I wonder if anyone has made a serious study of the matter. Did soldiers returning from the Civil War have all the same issues that soldiers returning from today's wars do, or was it somehow different? (We certainly have evidence that the mindset of the USA was different back then, but did it have any effect?)
 

jimmifett

Banned
Banned
The first few times trains derailed on missing stones, killing the passengers, House Orien's profits would go straight down the drain and the vultures would begin circling.

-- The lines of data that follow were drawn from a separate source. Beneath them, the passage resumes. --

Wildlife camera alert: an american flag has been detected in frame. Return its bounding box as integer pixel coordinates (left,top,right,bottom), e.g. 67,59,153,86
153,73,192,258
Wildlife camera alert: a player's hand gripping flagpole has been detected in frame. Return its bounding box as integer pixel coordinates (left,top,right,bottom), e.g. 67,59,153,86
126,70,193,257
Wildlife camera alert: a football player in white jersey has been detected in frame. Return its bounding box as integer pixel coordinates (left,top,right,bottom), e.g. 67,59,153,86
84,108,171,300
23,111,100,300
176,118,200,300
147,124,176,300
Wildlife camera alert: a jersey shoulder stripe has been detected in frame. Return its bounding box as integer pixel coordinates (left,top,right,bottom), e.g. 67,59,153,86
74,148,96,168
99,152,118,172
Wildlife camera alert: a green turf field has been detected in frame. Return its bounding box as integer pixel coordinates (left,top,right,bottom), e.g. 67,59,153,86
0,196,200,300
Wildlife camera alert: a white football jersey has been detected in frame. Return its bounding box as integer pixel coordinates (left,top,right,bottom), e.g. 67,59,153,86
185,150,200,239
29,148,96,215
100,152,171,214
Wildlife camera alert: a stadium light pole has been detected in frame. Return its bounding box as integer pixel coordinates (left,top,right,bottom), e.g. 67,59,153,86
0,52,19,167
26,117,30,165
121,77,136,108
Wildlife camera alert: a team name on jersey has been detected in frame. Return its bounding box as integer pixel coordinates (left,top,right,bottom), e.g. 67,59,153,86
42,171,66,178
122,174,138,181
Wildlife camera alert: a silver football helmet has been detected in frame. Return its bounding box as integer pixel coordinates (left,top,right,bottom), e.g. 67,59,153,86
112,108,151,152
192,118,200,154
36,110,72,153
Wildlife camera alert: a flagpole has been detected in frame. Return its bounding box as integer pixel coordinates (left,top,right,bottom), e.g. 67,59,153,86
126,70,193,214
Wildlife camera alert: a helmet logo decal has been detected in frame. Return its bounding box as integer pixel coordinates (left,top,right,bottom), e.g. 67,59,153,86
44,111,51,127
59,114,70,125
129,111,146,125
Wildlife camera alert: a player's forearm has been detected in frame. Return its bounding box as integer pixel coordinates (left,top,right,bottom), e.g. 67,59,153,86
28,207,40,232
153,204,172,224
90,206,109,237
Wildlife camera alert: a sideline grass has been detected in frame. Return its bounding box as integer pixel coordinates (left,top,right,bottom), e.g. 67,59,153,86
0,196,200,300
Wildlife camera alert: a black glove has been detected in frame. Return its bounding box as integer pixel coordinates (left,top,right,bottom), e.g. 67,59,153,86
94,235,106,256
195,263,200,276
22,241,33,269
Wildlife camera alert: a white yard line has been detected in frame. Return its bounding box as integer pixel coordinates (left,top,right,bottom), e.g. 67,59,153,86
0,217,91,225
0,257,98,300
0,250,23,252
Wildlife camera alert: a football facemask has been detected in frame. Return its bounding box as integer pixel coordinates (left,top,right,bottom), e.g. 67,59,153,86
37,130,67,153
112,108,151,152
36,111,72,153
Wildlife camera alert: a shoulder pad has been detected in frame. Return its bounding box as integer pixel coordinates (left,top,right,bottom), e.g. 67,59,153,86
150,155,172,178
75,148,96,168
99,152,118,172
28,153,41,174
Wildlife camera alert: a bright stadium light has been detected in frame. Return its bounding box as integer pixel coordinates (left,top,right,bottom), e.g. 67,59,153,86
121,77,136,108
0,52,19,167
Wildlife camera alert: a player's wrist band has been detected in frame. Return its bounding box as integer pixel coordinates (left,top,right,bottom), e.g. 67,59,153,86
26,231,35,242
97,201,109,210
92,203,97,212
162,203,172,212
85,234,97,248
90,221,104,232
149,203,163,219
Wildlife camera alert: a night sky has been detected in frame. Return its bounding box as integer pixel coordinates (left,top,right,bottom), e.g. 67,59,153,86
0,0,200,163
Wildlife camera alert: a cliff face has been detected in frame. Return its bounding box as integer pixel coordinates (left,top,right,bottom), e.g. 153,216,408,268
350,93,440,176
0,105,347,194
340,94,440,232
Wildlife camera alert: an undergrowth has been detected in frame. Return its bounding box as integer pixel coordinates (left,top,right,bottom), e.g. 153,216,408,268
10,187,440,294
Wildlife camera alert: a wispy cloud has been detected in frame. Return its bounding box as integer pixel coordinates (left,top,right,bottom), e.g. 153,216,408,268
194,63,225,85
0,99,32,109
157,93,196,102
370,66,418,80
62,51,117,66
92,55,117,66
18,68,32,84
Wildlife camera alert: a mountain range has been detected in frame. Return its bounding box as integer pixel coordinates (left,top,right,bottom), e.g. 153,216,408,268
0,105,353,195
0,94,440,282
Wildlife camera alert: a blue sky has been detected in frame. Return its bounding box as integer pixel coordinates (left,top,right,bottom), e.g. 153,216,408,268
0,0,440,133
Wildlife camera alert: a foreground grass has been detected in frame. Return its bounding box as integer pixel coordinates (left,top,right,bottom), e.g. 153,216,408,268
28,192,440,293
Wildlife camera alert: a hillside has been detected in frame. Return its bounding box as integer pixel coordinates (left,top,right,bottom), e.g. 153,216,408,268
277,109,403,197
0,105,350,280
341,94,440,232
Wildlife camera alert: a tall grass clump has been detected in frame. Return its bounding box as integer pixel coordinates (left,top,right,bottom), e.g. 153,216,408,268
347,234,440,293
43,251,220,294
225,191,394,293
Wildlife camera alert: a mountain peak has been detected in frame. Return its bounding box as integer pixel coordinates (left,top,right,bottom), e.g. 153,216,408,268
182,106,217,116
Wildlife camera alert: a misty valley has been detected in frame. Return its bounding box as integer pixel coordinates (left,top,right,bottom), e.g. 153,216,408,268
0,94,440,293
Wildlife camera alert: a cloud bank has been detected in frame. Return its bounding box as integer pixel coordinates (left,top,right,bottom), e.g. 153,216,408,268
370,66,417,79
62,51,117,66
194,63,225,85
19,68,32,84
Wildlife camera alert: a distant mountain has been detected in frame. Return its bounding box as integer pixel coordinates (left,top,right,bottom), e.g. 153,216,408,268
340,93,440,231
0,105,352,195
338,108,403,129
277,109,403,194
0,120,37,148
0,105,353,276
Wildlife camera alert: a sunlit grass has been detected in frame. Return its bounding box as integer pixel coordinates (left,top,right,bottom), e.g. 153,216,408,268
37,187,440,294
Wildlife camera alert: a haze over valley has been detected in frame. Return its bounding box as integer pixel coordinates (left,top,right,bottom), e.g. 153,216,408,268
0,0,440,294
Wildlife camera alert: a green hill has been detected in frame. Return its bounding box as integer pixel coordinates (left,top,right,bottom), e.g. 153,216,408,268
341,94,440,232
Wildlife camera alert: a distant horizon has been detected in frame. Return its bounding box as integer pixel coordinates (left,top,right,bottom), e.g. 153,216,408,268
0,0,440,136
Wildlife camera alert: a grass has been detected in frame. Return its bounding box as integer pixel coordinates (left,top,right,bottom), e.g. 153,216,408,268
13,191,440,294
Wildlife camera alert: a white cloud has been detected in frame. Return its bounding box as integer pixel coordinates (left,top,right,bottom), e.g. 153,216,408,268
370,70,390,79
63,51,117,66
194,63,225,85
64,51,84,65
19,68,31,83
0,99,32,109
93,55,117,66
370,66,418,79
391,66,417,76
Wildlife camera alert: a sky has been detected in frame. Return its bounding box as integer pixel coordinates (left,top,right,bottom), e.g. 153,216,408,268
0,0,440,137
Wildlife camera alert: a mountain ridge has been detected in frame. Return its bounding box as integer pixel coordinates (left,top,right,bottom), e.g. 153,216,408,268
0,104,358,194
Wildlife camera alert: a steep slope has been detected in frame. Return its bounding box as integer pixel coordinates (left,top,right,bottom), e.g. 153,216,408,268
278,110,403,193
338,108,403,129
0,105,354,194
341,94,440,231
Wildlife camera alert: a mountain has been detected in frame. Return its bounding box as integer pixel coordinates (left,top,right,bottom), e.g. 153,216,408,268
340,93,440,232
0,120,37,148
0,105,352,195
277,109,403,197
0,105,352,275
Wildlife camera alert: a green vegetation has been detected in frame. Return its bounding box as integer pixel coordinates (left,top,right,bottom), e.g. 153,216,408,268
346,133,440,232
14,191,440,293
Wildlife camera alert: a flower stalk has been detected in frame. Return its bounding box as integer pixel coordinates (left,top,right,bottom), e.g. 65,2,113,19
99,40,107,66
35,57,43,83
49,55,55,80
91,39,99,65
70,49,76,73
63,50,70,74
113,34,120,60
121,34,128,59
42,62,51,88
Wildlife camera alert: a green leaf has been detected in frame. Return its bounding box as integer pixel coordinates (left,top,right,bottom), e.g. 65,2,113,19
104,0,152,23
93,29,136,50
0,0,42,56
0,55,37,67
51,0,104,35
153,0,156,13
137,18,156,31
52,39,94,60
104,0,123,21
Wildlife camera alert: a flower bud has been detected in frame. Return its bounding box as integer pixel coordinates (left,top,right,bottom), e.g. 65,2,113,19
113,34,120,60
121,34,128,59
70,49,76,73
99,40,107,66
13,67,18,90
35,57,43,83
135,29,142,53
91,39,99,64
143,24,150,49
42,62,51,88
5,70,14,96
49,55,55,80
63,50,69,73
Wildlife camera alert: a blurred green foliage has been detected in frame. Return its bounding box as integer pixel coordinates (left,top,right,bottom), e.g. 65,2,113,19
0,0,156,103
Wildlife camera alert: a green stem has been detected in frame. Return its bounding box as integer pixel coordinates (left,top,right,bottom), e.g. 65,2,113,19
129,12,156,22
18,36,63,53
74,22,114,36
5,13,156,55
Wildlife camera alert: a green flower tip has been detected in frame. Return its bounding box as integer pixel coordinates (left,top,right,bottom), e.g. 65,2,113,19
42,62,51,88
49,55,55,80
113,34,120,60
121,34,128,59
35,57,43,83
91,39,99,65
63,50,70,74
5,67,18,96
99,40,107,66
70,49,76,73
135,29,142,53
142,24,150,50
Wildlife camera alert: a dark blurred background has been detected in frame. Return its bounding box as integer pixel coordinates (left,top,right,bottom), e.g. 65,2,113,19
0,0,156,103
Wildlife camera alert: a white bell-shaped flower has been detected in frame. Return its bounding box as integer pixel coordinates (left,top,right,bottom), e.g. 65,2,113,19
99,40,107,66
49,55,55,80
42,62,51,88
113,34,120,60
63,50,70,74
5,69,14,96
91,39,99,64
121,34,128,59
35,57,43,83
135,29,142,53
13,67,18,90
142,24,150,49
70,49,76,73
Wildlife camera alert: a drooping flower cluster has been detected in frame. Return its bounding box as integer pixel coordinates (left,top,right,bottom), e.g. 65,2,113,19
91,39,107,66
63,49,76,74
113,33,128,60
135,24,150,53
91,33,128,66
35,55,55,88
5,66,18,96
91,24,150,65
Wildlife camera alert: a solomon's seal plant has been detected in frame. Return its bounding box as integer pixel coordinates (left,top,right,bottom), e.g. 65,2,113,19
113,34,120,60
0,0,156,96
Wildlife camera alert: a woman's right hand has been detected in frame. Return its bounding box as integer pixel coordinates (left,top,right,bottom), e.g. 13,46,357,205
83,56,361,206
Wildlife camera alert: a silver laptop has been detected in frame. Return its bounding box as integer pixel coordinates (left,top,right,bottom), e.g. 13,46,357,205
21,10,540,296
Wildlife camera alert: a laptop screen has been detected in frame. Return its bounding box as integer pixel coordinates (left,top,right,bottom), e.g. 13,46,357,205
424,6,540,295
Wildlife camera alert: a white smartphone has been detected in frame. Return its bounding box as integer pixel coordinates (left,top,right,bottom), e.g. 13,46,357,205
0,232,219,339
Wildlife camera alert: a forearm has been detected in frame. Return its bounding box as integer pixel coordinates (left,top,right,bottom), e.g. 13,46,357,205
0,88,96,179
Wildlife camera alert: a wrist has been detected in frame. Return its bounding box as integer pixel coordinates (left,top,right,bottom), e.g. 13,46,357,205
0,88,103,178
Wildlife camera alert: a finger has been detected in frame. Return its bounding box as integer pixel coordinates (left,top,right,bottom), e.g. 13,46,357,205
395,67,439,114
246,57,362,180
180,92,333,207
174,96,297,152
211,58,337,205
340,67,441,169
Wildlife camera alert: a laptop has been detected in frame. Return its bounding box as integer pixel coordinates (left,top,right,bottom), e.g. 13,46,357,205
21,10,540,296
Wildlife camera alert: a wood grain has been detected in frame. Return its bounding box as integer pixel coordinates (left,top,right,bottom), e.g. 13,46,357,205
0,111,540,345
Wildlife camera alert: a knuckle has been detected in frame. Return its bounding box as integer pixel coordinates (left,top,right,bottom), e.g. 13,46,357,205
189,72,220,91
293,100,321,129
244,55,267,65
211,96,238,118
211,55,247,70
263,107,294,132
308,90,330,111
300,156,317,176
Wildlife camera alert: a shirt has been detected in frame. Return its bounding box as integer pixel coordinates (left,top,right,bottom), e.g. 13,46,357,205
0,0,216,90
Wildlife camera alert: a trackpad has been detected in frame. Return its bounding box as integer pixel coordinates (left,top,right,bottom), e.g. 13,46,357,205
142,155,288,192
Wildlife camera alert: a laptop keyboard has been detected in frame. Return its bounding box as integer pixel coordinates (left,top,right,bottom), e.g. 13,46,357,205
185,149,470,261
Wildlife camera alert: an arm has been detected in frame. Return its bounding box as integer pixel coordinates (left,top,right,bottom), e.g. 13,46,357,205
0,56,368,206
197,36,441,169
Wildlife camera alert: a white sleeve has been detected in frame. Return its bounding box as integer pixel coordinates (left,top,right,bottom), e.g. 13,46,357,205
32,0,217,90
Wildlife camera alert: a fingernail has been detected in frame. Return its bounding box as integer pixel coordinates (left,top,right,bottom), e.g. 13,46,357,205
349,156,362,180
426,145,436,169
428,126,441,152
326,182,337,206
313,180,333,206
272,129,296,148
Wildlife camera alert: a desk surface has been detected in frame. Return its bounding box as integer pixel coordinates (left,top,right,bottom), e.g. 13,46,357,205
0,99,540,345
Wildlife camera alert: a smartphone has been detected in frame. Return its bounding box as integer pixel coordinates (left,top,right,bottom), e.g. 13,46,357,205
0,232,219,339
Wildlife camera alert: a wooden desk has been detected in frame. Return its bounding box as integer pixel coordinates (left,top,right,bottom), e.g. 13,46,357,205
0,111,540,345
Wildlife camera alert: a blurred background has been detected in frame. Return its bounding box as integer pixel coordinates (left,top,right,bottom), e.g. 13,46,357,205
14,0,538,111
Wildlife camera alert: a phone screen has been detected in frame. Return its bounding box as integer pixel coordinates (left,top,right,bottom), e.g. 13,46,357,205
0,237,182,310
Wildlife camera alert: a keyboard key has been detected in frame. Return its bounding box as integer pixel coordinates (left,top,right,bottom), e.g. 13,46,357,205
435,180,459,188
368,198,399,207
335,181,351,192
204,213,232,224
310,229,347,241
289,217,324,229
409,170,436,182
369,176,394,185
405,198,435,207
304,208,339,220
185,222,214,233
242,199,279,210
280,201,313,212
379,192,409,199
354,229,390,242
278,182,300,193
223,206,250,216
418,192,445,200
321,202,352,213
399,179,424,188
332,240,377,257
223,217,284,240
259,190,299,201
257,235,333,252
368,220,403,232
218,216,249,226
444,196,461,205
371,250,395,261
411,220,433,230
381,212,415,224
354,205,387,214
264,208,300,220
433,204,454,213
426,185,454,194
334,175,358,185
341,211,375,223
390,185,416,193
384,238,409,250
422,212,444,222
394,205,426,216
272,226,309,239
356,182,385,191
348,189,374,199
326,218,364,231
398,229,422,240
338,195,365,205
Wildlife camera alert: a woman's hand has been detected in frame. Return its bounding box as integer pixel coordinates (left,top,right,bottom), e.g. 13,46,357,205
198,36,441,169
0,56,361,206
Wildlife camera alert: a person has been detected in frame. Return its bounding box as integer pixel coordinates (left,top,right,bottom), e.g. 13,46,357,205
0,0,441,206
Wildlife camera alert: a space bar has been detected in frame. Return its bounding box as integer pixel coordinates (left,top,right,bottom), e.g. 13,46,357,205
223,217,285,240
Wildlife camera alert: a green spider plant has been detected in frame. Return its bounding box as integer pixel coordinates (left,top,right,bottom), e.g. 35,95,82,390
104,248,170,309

If you have thousands of miles of track, and thieves of all types up and down it who care nothing about the risks (as we certainly know is true from today's criminals), then House Orien would need literally thousands of investigators, and they would only be able to scratch the surface.

What is House Orien going to do? Burn down Sharn when they find out the upper half of the citizens (wealth-wise) have stones in their homes as lighting? Beat them up?

Lightning rail is not the only source of Orien income. They are at heart, a trade organization. They organize caravans, mundane couriers, magical couriers, they can arrange for the right interests the use of teleportation circles to move large, heavy goods for a hefty sum if the rail is down. There are no other vultures. Orien has forced them out of business centuries ago. Sure you might have local competitors and independent couriers and caravans, but the populace only hires them when they can't afford, or can't deal with Orien. They are the guild navigators of Dune. The houses are not friendly in the slightest, they allow the five nations to exist because it's profitable to NOT manage the common folk.

The different from our world's criminals and Eberron criminals, is the Mark of Finding and the Mark of Warding. After a few missing stones, the house hires those with magical abilities to track down the thieves, thieves who probably can't afford magical detection prevention. The Orien has Kundarak start placing wards on stones, wards to allow tracking of stones (perhaps to show up as red dots on a map of khorvaire, how they show their routes), or to simply outright kill any person or creature that tampers with a stone without some sort of key to temporarily disable the wards.

No, Orien's stones are only threatened by governments, who can be pressured to pay for replacement or lose Orien priviledges. It's Taggart Transcontinental with Wesley Mouch and Fred Kinnan at the helm.